62k miles and mine are perfect.


----------



## dglanzer (Jul 11, 2010)

Have had a 2004 for a couple of weeks and read about this problem. Slight wear through the yellow tag with no indication anyone had treated the problem in the past. Put a 3/4" water system hose around it and put the FRC back on.
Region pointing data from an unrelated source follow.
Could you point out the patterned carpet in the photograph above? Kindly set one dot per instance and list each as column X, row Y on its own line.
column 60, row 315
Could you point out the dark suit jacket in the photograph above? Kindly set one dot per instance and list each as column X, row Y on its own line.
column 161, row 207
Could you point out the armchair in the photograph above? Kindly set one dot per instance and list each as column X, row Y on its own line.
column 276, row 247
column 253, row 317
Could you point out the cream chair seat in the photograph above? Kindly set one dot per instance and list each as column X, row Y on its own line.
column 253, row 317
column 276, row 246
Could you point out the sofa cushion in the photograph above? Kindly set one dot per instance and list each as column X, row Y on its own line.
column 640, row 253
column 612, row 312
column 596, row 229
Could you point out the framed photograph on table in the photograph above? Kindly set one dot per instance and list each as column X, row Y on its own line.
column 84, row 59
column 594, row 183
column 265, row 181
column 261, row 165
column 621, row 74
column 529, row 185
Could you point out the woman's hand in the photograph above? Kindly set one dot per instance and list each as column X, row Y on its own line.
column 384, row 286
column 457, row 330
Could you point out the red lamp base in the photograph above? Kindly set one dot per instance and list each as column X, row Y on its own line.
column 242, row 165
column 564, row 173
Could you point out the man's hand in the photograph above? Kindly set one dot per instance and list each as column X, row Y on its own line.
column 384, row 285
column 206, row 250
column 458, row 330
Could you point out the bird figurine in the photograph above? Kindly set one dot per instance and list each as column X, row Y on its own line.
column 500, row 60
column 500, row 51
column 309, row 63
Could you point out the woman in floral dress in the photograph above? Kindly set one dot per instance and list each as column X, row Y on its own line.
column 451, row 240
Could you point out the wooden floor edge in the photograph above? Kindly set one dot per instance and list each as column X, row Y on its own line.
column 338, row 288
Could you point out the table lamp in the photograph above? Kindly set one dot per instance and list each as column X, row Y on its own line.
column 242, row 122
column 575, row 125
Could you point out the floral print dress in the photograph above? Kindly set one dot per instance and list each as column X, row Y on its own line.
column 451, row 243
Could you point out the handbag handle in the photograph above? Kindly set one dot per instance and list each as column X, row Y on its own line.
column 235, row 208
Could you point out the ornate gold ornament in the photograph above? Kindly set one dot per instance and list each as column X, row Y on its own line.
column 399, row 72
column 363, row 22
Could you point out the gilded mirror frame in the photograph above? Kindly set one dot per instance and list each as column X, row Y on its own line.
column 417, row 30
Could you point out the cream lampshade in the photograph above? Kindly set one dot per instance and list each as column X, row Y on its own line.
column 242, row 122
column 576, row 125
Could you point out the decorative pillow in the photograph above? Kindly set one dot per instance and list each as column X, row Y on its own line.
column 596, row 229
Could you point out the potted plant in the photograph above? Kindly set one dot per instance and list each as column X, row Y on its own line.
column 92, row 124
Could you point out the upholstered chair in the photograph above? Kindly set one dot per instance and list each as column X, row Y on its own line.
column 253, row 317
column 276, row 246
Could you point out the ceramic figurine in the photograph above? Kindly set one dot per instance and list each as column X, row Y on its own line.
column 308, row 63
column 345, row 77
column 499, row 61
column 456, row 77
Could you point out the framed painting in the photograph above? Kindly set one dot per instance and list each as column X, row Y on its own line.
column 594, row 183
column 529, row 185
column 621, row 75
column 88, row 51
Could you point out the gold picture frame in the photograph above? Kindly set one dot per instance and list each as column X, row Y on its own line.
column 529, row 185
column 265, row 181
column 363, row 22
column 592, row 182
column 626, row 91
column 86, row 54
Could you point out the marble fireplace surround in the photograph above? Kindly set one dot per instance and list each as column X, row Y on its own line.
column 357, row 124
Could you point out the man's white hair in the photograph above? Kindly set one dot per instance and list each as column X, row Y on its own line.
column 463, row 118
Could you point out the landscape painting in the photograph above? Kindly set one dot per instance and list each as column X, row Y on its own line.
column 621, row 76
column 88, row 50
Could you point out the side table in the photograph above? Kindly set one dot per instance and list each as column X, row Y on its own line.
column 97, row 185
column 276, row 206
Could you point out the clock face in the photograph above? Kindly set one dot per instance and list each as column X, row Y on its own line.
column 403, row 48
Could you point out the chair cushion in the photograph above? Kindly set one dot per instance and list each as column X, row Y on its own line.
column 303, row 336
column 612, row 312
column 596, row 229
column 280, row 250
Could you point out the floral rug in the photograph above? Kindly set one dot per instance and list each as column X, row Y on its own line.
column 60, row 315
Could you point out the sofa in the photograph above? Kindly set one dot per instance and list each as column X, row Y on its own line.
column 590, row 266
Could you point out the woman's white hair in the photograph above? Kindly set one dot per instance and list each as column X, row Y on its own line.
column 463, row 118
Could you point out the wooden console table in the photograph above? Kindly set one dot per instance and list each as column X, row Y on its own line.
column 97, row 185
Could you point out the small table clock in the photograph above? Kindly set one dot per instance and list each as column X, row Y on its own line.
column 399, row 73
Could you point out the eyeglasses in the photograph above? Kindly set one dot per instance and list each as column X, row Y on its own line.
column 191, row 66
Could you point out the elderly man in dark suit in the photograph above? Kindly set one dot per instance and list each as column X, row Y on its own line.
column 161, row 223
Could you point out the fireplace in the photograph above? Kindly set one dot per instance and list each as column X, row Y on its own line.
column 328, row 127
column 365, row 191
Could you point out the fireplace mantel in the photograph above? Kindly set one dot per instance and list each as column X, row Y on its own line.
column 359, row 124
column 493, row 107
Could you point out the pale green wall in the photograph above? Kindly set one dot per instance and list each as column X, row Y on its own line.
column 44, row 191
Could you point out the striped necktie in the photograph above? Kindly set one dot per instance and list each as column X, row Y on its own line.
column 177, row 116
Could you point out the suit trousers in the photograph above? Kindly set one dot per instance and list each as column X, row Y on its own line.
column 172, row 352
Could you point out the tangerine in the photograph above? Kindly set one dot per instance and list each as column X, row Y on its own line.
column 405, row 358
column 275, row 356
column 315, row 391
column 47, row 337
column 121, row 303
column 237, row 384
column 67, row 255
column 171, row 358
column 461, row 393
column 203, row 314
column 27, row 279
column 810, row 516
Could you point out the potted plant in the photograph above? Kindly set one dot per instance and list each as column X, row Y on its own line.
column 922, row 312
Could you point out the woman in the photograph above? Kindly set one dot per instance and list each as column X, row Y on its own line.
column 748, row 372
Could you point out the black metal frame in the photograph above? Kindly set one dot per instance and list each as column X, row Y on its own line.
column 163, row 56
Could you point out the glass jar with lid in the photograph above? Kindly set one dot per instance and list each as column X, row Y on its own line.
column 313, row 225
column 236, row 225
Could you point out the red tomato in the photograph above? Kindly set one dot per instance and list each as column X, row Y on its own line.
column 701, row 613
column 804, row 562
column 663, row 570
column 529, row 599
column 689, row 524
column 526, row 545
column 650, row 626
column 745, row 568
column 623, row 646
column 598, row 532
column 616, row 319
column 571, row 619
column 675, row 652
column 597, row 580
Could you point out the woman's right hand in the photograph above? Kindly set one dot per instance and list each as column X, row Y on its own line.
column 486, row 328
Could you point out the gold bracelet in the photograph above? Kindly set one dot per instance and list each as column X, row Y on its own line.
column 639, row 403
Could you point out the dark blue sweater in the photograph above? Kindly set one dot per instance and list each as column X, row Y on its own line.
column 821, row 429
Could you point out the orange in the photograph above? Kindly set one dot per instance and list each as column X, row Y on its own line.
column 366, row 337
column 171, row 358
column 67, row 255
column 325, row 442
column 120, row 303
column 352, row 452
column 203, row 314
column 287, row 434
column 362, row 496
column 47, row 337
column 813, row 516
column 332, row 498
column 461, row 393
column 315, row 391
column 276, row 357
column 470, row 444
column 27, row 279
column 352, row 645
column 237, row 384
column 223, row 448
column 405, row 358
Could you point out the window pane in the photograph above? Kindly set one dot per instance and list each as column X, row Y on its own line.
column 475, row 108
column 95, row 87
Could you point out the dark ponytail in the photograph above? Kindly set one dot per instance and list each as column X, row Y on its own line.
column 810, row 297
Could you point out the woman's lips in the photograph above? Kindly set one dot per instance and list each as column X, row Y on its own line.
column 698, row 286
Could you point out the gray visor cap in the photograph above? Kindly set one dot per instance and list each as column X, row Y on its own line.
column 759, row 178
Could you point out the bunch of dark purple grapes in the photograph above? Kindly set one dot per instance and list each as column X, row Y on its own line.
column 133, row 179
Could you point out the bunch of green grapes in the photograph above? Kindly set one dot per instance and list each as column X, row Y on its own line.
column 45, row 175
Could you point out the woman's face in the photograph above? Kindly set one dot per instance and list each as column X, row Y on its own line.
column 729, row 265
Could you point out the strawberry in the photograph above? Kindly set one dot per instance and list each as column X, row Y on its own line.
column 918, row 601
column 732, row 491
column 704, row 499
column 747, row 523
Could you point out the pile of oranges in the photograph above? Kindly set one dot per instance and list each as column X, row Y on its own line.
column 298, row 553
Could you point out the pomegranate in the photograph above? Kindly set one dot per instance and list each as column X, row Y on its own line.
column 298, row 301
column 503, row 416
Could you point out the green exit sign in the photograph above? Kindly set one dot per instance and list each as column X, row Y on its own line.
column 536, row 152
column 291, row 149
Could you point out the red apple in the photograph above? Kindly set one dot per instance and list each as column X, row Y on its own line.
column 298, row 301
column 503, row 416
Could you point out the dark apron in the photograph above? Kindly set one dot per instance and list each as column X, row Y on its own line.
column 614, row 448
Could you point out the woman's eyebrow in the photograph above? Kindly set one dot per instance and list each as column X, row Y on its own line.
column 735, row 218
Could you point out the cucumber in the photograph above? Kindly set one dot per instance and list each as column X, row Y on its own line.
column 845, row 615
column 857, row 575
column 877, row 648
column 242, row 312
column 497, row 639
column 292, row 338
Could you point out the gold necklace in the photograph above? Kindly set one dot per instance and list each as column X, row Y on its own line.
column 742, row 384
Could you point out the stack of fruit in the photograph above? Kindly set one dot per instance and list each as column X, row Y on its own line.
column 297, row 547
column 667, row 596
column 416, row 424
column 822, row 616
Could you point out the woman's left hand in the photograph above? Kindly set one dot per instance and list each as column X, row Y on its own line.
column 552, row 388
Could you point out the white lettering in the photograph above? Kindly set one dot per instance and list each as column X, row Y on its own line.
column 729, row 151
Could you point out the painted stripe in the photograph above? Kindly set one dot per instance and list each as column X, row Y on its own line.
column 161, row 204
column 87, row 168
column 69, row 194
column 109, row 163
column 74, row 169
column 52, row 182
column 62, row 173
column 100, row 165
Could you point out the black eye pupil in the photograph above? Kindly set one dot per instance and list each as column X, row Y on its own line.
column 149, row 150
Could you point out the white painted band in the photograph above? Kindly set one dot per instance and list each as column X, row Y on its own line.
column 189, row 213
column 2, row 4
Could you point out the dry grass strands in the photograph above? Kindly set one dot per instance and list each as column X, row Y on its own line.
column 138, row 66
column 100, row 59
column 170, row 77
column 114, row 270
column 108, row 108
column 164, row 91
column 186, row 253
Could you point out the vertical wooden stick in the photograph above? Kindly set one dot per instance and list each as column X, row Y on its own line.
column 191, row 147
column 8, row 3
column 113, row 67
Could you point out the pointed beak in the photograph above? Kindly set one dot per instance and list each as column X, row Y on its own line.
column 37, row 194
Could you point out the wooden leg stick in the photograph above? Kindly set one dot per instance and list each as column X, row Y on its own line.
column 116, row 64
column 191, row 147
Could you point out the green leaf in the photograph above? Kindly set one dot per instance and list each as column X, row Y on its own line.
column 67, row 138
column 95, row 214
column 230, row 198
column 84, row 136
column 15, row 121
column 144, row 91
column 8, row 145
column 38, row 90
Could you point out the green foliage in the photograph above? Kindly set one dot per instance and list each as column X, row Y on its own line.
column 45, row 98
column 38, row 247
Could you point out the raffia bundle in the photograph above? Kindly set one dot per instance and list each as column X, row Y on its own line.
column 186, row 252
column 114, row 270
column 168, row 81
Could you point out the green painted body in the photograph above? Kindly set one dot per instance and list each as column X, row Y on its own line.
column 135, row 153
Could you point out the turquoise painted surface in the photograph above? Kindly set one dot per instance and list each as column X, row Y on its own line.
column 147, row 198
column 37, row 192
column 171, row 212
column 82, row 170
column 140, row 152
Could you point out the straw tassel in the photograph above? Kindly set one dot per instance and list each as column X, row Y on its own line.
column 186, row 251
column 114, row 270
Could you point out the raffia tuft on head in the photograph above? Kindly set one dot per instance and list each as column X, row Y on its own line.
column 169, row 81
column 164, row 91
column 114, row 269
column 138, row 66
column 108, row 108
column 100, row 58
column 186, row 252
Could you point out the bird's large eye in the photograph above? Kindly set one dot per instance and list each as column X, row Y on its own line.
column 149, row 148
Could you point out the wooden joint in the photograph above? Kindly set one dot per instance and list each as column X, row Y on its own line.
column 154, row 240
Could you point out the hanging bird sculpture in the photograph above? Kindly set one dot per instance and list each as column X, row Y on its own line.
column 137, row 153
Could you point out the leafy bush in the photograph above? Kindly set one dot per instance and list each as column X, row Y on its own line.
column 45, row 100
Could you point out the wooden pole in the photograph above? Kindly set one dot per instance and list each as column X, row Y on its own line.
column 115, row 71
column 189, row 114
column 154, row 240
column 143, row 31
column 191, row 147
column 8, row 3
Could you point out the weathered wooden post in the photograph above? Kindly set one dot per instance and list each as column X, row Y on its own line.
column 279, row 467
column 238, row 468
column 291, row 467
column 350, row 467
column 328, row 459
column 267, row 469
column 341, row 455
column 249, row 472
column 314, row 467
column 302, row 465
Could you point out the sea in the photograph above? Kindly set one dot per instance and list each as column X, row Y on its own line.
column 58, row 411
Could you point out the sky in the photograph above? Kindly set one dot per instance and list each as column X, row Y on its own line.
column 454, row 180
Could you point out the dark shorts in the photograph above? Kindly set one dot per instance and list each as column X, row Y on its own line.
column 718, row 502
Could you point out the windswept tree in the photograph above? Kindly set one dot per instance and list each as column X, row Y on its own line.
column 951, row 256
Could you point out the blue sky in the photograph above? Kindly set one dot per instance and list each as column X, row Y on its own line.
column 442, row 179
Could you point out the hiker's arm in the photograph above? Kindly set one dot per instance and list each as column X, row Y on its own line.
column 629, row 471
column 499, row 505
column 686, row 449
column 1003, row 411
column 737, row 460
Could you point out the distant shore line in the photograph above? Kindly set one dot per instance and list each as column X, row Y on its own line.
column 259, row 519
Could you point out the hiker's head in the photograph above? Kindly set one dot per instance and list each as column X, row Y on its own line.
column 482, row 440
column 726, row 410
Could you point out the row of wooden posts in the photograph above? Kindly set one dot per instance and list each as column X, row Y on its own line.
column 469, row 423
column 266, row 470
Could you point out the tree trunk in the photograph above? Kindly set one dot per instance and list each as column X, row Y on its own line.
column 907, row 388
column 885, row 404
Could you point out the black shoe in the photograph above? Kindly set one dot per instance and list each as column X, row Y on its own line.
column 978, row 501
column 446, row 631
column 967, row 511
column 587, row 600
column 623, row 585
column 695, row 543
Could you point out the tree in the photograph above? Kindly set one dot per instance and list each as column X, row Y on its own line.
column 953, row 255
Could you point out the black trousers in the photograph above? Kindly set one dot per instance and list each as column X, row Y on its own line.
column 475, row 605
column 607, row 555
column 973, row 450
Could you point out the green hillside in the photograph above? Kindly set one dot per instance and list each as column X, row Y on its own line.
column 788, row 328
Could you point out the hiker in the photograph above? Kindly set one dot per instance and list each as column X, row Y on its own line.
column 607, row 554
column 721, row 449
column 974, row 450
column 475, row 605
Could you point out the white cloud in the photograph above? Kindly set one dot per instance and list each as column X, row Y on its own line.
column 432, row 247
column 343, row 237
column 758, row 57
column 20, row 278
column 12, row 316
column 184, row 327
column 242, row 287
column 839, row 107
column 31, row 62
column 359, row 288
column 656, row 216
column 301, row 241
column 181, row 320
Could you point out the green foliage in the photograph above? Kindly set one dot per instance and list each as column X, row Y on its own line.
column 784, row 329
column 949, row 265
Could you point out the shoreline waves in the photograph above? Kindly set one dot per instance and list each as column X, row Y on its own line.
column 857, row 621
Probably will need to change out the hose every few years as now FRC leaning on it.


----------



## HP11 (Apr 11, 2009)

Nah, either replace the hose with a braided steel hose or put a braided sleeve over the stock hose like I did and you won't have to worry about it again.


----------



## UdnUdnGTO (Jan 30, 2006)

Ok, fine, 132,000 and no problems....The dealership in Topeka, reamed out the cover though.


----------



## Poncho Dan (Jun 30, 2009)

Remove your FRCs and store them some place where they won't get damaged.

I only have mine on if I'm at a show.


----------



## Korsakoff (Aug 11, 2010)

04 31k miles and I have a decent size cut... FRC's stay off until I can do something about it.


----------



## Poncho Dan (Jun 30, 2009)

Korsakoff said:


> 04 31k miles and I have a decent size cut... FRC's stay off until I can do something about it.


:agree +1 Mine looks about the same. Not enough of a cut to cause a problem, but enough of one to say "dude wtf? that's not right"

My FRCs are off for a number of reasons:

1. Heat
2. Cutting the fuel line
3. Weight reduction:willy:
4. Since when did a 400ft/lb motor need introduction?:cool


----------